Bengaluru: Shared workspace provider WeWork may revisit its plan for an initial public offering (IPO), but only after it reaches its target to turn profitable in 2021, said a top global executive.
Low occupancy levels remain a key concern for shared workspace operators, as companies allowed employees to continue working from home. For WeWork, signing new leases and growing occupancy levels will be the focus areas, apart from its larger goal to achieve profitable growth.
“I’m a big believer in one step at a time so let’s hit profitable growth first, and we’ll then revisit the IPO plan. The key focus right now is scaling memberships. It’s an occupancy game at this state,” Sandeep Mathrani, CEO, WeWork, said to select media in India on Wednesday.
The IPO, when it happens, will see the New York-based startup’s units and franchisees globally roll into the parent as per existing agreements.
However, the company, which had around 66% occupancy before covid-19 hit, will only reach that level next year, he said.
Mathrani, who joined WeWork in February and is perceived as a hands-on CEO, was brought in at a critical juncture as it sought to turn around and rebuild the company after a failed attempt to launch an IPO and the sudden exit of co-founder and former CEO Adam Neumann.
Earlier this month, Fitch Ratings downgraded WeWork and warned that it could default on its debt obligations.
Profitability for both WeWork and its India unit have been delayed due to the pandemic-led disruption of the business in general, but Mathrani said that the firm is on the path to achieve the milestone and produce free cash flow next year.
In the last few months, WeWork has taken various steps to rightsize the organization after letting go of many employees which led to savings of around $1 billion. It is also in process to streamline its real estate portfolio, make operations more effective and sell its non-core businesses to contain cash burn.
WeWork’s business has recovered faster and is almost fully back in certain Asian markets such as China, Singapore, South Korea and New Zealand.
While India is still a small part of WeWork’s global revenue base, the business is expected to pick up as enterprises look at flexible workspaces as the future.

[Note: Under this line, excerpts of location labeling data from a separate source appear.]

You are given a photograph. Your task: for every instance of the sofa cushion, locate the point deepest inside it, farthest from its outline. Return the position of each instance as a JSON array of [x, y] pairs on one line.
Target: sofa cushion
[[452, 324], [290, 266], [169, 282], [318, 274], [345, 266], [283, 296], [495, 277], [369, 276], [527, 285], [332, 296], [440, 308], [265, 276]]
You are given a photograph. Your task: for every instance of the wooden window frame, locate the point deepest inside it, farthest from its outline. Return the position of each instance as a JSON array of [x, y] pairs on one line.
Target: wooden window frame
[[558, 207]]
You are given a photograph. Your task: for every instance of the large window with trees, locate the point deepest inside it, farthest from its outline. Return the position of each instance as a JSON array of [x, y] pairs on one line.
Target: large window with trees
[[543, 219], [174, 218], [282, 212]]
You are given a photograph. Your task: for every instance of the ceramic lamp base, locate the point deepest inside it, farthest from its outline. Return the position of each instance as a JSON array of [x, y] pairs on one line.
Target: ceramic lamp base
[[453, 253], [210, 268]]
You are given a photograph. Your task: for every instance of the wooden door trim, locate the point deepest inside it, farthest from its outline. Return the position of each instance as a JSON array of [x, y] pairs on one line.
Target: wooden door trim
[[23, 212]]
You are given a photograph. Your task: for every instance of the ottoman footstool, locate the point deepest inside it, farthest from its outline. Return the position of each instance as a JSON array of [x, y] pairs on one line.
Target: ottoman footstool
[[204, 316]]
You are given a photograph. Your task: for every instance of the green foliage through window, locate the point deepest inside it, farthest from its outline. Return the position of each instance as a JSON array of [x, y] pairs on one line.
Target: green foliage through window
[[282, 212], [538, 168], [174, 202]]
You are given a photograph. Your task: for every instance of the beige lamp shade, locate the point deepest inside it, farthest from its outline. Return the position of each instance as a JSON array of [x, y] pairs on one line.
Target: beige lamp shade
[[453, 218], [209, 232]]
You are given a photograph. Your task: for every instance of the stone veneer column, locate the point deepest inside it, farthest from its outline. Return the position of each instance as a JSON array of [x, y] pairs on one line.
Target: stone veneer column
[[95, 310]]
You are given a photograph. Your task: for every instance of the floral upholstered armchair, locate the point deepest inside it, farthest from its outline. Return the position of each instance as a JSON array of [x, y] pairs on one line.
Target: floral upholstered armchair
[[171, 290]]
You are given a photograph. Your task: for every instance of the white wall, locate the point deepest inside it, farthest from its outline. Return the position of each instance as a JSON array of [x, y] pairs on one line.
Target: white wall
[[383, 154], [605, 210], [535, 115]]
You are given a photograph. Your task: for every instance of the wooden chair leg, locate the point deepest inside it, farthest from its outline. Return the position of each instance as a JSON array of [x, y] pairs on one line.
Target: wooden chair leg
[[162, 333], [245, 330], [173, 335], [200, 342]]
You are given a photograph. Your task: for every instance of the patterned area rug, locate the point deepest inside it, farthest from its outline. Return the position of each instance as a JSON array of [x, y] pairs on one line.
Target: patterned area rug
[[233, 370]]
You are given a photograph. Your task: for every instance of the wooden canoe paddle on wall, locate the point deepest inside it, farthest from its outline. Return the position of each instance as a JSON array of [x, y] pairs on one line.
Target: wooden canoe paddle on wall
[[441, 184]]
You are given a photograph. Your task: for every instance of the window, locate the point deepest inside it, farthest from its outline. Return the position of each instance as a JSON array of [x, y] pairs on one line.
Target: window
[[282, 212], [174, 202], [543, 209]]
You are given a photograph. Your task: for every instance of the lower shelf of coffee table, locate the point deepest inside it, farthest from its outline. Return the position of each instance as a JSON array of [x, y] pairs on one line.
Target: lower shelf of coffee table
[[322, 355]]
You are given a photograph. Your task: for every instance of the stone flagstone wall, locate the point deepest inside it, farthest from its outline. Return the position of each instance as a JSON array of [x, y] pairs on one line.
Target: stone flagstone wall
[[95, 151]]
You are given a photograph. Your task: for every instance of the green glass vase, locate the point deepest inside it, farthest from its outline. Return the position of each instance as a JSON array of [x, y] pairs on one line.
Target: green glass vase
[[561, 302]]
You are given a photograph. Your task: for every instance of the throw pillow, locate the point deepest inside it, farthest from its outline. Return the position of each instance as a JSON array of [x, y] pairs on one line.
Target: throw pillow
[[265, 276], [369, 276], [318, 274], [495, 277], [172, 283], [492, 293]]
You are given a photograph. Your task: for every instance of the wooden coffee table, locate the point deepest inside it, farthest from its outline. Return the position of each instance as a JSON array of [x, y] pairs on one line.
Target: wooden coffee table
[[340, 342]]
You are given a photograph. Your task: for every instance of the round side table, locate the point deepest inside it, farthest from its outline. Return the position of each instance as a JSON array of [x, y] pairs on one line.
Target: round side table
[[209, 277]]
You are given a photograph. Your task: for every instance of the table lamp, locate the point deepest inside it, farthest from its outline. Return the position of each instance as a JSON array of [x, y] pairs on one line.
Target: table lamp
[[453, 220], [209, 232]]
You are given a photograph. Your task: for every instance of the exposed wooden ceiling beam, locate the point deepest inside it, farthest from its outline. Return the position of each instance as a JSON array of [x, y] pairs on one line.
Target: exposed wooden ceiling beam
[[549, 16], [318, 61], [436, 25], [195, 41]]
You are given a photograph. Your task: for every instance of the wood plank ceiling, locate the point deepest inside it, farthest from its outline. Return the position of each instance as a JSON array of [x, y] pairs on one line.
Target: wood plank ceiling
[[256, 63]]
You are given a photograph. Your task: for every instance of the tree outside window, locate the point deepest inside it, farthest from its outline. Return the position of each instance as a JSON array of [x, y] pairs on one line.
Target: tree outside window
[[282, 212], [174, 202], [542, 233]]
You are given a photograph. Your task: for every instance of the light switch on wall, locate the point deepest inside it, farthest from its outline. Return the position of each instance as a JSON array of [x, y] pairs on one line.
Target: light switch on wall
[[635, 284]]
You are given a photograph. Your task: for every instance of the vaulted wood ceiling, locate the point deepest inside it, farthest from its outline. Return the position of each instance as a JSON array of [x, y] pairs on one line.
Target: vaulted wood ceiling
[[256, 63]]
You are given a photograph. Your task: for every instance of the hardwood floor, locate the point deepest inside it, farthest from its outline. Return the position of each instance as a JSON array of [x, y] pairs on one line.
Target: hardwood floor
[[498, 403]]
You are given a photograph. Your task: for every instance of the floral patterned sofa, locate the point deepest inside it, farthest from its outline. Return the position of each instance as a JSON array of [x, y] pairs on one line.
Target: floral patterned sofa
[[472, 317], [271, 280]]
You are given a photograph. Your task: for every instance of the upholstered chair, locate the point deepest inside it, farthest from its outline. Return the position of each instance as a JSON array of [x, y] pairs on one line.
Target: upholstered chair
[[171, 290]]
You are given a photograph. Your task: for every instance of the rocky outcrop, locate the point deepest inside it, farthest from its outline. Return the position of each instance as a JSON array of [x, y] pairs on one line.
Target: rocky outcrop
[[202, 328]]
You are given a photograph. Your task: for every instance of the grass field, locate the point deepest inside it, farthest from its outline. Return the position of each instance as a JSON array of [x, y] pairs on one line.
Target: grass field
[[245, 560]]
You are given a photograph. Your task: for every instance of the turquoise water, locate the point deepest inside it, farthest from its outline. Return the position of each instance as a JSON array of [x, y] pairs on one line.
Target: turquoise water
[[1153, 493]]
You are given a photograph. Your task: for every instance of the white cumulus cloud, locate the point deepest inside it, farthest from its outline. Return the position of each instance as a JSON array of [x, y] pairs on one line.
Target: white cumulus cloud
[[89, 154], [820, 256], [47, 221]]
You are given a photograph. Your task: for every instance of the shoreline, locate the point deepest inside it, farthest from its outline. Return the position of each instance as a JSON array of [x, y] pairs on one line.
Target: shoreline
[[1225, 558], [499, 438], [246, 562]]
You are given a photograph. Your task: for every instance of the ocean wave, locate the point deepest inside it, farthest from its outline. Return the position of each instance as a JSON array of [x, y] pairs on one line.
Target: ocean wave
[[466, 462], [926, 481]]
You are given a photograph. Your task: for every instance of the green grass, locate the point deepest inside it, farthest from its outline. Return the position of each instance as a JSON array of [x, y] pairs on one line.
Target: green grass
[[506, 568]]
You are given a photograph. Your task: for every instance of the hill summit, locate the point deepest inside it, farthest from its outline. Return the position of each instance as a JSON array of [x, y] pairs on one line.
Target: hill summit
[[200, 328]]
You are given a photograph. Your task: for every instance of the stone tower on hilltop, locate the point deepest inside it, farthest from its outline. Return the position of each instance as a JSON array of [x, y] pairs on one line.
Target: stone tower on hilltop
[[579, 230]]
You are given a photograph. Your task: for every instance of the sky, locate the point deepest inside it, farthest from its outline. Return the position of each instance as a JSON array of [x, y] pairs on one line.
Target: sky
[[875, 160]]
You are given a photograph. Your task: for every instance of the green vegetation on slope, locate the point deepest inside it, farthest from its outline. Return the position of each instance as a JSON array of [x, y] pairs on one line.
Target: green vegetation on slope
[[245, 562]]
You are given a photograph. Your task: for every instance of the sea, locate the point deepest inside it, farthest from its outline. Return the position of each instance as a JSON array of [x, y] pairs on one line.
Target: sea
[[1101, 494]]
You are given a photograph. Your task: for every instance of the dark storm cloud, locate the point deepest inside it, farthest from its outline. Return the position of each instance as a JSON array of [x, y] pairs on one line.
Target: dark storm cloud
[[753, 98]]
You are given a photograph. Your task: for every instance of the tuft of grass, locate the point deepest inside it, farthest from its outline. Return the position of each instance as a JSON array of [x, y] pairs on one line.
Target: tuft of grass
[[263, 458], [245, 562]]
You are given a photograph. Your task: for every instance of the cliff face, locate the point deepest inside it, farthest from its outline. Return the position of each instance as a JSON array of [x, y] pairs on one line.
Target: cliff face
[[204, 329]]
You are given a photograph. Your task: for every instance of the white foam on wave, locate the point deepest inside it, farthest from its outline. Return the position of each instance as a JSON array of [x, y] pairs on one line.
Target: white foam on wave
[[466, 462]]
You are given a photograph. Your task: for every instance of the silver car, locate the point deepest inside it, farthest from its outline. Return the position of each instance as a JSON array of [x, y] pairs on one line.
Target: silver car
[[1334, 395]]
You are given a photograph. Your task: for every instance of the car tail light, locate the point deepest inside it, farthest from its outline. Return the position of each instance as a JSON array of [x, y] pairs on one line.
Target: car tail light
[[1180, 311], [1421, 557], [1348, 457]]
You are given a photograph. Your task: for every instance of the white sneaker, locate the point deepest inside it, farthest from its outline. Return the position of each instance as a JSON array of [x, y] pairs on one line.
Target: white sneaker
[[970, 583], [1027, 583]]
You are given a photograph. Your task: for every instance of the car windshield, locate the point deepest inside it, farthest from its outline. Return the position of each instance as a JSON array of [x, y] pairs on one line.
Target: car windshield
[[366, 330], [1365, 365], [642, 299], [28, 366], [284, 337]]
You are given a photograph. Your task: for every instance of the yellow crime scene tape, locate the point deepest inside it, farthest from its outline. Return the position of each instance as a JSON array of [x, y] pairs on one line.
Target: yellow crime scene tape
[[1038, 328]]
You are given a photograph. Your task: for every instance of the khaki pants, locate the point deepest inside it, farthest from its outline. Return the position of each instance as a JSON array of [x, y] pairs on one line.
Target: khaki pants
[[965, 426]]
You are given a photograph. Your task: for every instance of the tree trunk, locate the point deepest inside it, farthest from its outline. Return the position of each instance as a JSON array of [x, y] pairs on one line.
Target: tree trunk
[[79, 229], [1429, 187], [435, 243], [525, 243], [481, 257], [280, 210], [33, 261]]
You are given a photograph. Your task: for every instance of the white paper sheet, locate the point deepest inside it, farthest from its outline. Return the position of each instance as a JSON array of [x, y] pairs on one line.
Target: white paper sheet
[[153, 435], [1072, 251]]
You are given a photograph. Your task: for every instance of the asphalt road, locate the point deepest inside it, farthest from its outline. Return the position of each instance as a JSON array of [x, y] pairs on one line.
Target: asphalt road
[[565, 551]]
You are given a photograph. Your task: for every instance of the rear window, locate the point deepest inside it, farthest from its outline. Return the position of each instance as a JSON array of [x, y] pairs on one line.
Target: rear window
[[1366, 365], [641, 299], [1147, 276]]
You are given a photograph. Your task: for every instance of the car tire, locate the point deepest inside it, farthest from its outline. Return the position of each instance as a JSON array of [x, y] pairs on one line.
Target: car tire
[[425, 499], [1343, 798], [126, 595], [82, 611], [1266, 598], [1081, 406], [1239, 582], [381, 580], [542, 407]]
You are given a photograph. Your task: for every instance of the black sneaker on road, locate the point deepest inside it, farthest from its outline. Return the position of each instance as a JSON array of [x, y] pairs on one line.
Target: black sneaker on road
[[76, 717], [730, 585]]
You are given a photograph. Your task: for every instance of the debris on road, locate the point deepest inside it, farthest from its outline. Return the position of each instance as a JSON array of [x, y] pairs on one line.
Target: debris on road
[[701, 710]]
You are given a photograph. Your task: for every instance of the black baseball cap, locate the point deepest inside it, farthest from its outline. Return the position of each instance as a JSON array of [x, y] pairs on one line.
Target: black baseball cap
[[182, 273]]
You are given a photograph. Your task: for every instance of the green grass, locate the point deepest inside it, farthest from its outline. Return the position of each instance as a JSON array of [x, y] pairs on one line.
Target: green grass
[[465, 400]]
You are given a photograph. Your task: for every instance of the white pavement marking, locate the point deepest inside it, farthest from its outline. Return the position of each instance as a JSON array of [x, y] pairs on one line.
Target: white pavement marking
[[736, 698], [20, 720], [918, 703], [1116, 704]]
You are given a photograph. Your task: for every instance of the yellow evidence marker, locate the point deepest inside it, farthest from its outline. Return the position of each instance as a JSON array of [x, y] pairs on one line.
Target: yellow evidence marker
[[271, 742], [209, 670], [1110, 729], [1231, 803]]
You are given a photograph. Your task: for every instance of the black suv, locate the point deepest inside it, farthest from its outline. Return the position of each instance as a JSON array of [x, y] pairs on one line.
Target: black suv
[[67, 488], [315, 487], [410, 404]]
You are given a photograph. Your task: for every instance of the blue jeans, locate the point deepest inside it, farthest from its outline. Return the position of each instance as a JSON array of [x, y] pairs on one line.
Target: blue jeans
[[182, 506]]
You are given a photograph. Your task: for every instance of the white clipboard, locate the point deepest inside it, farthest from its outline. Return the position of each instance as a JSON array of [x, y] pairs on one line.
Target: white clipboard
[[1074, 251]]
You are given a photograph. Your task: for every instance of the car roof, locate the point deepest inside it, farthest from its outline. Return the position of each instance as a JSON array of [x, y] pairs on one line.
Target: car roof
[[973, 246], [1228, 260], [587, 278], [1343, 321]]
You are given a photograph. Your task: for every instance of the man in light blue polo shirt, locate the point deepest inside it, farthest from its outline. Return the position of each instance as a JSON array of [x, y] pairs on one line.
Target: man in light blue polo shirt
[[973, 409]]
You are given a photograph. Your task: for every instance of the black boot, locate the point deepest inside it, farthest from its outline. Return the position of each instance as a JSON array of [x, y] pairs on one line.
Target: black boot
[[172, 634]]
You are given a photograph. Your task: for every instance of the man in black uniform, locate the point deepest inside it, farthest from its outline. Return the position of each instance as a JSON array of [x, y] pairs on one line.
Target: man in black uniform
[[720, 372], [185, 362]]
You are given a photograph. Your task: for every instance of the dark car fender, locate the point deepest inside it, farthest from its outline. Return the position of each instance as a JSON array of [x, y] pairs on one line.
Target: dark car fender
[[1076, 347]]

The parent recently infused $100 million into WeWork India and Mathrani joined the board of the Indian arm when the company seeks to tide over the covid-induced disruptions and become profitable.
“We are seeing large enterprises approaching us. There is a mindset change in traditional companies and they are looking at flexible space. Our leasing of space to enterprises has shot up from 50% to 60-67% in recent times,” said Karan Virwani, CEO, WeWork India.
WeWork India has signed multiple lease deals with enterprise clients across cities in recent months to offer more flexible options and value offerings, including on-demand access to space on hourly or half-hourly basis.
Mathrani said he ends up chatting with Neumann often enough, “maybe a couple of times a month.”
“We talk about the business. He wants to know what I am doing. He (Neumann) did disrupt the office space,” he said.